# Document Classification with Naive Bayes - Lab

## Introduction

In this lesson, you'll practice implementing the Naive Bayes algorithm on your own.

## Objectives

In this lab you will:  

* Implement document classification using Naive Bayes

## Import the dataset

To start, import the dataset stored in the text file `'SMSSpamCollection'`.

In [25]:
# Your code here
import pandas as pd
import numpy as np

df = pd.read_csv('SMSSpamCollection', sep='\t', names=['label', 'text'])
df.label.value_counts()

ham     4825
spam     747
Name: label, dtype: int64

## Account for class imbalance

To help your algorithm perform more accurately, subset the dataset so that the two classes are of equal size. To do this, keep all of the instances of the minority class (spam) and subset examples of the majority class (ham) to an equal number of examples.

In [34]:
# Your code here
minority = df[df['label'] == 'spam']
majority = df[df['label'] == 'ham']
adj_maj = majority.sample(n=len(minority), random_state = 10)
df2 = pd.concat([minority, adj_maj])

In [35]:
p_classes = dict(df2['label'].value_counts(normalize=True))

## Train-test split

Now implement a train-test split on the dataset: 

In [36]:
# Your code here
from sklearn.model_selection import train_test_split
X = pd.concat([minority.text, adj_maj.text])
y = pd.concat([minority.label, adj_maj.label])
X_train, X_test, y_train, y_test = train_test_split(X, y, test_size = 0.3, random_state = 12)
train_df = pd.concat([X_train, y_train], axis = 1)
test_df = pd.concat([X_test, y_test], axis = 1)

In [37]:
test_df

Unnamed: 0,text,label
3780,"Claim a 200 shopping spree, just call 08717895...",spam
2827,Ok lor...,ham
4222,Plz note: if anyone calling from a mobile Co. ...,ham
4834,"New Mobiles from 2004, MUST GO! Txt: NOKIA to ...",spam
4778,Sorry completely forgot * will pop em round th...,ham
...,...,...
3017,"&lt;#&gt; is fast approaching.

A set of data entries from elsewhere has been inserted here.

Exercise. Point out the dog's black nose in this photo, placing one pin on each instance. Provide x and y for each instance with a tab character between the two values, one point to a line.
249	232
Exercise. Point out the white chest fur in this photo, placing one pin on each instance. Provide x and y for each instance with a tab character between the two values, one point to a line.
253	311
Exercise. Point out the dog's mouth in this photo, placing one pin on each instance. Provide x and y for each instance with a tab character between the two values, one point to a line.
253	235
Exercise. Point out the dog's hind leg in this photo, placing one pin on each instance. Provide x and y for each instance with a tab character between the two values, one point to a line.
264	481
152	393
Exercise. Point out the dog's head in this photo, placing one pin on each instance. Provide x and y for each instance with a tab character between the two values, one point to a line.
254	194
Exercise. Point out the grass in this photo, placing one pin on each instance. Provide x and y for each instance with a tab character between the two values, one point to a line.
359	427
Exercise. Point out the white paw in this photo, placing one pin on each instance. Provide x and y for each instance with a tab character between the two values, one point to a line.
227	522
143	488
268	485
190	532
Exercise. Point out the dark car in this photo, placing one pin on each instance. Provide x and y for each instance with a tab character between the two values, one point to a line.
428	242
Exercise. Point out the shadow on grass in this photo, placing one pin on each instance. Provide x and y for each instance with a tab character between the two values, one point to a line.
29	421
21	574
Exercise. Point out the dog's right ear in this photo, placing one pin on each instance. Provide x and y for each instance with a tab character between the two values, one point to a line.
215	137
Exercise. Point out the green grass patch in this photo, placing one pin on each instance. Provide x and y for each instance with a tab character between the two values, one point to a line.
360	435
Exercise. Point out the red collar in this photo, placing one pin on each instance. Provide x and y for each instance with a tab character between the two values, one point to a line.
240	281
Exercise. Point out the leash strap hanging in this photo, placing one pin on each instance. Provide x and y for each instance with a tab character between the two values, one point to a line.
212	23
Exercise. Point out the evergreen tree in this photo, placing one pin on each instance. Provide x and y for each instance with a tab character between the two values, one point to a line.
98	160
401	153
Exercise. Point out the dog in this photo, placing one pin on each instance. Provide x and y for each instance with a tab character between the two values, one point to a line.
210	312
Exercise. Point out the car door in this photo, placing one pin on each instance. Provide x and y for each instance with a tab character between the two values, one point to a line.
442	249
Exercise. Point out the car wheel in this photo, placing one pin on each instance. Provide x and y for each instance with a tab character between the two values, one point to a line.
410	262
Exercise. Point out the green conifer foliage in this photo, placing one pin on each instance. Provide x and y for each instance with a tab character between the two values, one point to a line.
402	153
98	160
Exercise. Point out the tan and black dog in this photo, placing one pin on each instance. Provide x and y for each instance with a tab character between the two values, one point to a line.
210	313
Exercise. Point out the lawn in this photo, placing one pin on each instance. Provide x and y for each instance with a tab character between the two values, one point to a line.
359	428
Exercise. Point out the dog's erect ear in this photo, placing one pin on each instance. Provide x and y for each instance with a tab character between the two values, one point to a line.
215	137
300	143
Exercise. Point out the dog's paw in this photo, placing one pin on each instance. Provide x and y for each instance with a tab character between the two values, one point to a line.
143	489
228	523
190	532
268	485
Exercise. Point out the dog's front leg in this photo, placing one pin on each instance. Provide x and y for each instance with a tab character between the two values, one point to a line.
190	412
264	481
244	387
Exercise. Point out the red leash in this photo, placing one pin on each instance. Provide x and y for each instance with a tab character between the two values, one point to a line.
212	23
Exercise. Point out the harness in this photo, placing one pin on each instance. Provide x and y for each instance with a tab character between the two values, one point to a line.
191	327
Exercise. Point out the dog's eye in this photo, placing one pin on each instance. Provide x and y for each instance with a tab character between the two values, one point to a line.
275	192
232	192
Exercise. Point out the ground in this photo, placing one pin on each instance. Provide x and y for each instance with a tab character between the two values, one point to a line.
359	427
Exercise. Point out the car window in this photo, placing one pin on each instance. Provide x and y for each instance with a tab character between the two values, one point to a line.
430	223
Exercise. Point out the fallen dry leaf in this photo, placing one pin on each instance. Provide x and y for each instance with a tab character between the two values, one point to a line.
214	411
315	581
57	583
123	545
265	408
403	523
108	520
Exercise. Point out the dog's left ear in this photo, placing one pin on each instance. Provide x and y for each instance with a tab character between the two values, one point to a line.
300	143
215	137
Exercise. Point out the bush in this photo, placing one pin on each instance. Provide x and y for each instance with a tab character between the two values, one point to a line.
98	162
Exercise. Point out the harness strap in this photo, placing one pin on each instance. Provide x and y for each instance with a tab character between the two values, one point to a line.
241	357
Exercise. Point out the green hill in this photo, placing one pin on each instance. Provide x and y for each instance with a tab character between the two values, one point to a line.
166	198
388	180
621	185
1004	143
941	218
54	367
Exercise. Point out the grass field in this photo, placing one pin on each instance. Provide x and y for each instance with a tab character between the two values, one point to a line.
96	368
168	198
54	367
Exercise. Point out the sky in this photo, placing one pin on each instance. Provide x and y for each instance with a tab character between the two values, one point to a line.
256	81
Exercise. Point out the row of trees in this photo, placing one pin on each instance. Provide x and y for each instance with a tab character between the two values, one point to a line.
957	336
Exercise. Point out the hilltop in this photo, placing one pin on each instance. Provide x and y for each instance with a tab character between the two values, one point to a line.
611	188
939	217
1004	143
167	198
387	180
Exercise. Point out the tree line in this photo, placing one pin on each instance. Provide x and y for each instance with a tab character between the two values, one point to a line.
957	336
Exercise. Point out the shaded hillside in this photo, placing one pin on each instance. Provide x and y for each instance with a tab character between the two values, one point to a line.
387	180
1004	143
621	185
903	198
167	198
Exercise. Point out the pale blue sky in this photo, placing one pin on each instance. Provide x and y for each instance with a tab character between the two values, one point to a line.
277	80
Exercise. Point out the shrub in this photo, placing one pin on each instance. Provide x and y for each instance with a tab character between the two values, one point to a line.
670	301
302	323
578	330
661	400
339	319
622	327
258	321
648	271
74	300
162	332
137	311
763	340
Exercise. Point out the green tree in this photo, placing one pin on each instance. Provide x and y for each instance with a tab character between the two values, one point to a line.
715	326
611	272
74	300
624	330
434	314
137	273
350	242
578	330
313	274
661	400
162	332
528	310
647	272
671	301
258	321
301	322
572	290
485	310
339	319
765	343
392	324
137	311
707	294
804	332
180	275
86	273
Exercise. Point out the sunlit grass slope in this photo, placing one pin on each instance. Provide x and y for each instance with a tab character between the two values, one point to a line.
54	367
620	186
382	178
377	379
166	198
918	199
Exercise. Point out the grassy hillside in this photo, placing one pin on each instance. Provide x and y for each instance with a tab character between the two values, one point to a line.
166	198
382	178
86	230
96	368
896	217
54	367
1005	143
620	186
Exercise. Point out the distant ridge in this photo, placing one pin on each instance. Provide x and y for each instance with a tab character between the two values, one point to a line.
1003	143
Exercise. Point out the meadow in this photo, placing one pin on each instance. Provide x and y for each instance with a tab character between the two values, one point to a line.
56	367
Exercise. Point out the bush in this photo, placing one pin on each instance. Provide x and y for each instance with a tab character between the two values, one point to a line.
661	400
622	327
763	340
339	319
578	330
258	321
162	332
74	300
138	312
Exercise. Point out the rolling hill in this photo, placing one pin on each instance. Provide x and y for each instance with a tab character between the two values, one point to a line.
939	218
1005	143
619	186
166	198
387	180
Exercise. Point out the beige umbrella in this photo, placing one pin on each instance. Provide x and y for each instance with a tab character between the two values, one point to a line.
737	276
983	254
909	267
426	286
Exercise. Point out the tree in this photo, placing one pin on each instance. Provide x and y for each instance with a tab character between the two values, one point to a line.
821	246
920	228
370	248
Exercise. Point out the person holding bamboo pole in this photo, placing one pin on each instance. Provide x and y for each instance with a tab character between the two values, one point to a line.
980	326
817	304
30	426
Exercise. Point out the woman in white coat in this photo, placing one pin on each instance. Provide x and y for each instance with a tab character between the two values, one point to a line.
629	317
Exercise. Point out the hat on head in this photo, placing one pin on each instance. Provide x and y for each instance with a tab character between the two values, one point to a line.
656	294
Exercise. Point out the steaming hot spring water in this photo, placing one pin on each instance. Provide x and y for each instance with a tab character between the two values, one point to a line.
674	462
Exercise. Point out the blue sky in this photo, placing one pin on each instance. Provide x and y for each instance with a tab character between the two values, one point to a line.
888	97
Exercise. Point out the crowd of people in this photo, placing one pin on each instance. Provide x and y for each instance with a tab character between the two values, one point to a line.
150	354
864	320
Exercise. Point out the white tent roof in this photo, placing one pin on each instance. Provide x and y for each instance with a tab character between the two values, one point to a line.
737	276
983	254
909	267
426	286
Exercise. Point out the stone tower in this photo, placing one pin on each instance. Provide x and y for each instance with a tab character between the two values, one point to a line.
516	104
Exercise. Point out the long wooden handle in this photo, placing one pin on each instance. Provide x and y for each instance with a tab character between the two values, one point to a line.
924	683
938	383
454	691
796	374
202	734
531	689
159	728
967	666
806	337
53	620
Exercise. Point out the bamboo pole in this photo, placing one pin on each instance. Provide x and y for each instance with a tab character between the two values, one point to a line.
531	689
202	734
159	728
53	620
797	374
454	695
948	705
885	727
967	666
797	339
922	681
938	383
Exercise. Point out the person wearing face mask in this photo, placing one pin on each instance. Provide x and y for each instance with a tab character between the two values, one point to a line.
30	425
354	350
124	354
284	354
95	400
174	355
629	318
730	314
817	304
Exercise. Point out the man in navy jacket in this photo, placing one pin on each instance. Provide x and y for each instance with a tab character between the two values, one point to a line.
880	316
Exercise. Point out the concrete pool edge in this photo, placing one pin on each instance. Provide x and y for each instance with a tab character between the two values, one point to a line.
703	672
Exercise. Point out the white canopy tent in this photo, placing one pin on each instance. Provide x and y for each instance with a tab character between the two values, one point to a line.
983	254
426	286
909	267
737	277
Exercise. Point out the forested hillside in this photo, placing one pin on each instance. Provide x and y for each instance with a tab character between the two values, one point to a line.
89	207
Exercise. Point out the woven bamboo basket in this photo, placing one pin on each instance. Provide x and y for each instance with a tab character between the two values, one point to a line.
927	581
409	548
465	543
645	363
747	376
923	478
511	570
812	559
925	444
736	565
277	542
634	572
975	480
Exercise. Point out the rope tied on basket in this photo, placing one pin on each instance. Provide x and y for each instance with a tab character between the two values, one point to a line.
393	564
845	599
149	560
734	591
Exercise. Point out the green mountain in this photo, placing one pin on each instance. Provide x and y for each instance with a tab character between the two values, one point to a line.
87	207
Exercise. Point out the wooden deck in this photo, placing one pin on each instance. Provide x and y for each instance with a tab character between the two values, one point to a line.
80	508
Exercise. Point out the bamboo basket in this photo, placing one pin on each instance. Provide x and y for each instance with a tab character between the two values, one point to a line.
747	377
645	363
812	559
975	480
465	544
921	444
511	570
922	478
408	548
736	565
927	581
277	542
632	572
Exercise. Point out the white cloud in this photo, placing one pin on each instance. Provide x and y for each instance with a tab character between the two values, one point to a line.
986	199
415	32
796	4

So, Wish u a v...",ham
5004,CDs 4u: Congratulations ur awarded £500 of CD ...,spam
3807,URGENT! We are trying to contact you. Last wee...,spam
3506,"life alle mone,eppolum oru pole allalo",ham


## Create the word frequency dictionary for each class

Create a word frequency dictionary for each class: 

In [38]:
# Your code here
class_m : {}
class_word_freq = {} 
classes = train_df['label'].unique()
for class_ in classes:
    temp_df = train_df[train_df.label == class_]
    bag = {}
    for row in temp_df.index:
        doc = temp_df['text'][row]
        for word in doc.split():
            bag[word] = bag.get(word, 0) + 1
    class_word_freq[class_] = bag

## Count the total corpus words
Calculate V, the total number of words in the corpus: 

In [39]:
# Your code here
vocabulary = set()
for text in train_df['text']:
    for word in text.split():
        vocabulary.add(word)
V = len(vocabulary)

## Create a bag of words function

Before implementing the entire Naive Bayes algorithm, create a helper function `bag_it()` to create a bag of words representation from a document's text.

In [40]:
# Your code here
def bag_it(doc):
    bag = {}
    for word in doc.split():
        bag[word] = bag.get(word, 0) + 1
    return bag

## Implementing Naive Bayes

Now, implement a master function to build a naive Bayes classifier. Be sure to use the logarithmic probabilities to avoid underflow.

In [41]:
# Your code here
def classify_doc(doc, class_word_freq, p_classes, V, return_posteriors=False):
    bag = bag_it(doc)
    classes = []
    posteriors = []
    for class_ in class_word_freq.keys():
        p = p_classes[class_]
        for word in bag.keys():
            numerator = bag[word]+1
            denominator = class_word_freq[class_].get(word, 0) + V
            p *= (numerator/denominator)
        classes.append(class_)
        posteriors.append(p)
    if return_posteriors:
        print(posteriors)
    return classes[np.argmax(posteriors)]

## Test your classifier

Finally, test your classifier and measure its accuracy. Don't be perturbed if your results are sub-par; industry use cases would require substantial additional preprocessing before implementing the algorithm in practice.

In [42]:
# Your code here
y_hat_train = X_train.map(lambda x: classify_doc(x, class_word_freq, p_classes, V))
residuals = y_train == y_hat_train
residuals.value_counts(normalize=True)

False    0.719617
True     0.280383
dtype: float64

## Level up (Optional)

Rework your code into an appropriate class structure so that you could easily implement the algorithm on any given dataset.

## Summary

Well done! In this lab, you practiced implementing Naive Bayes for document classification!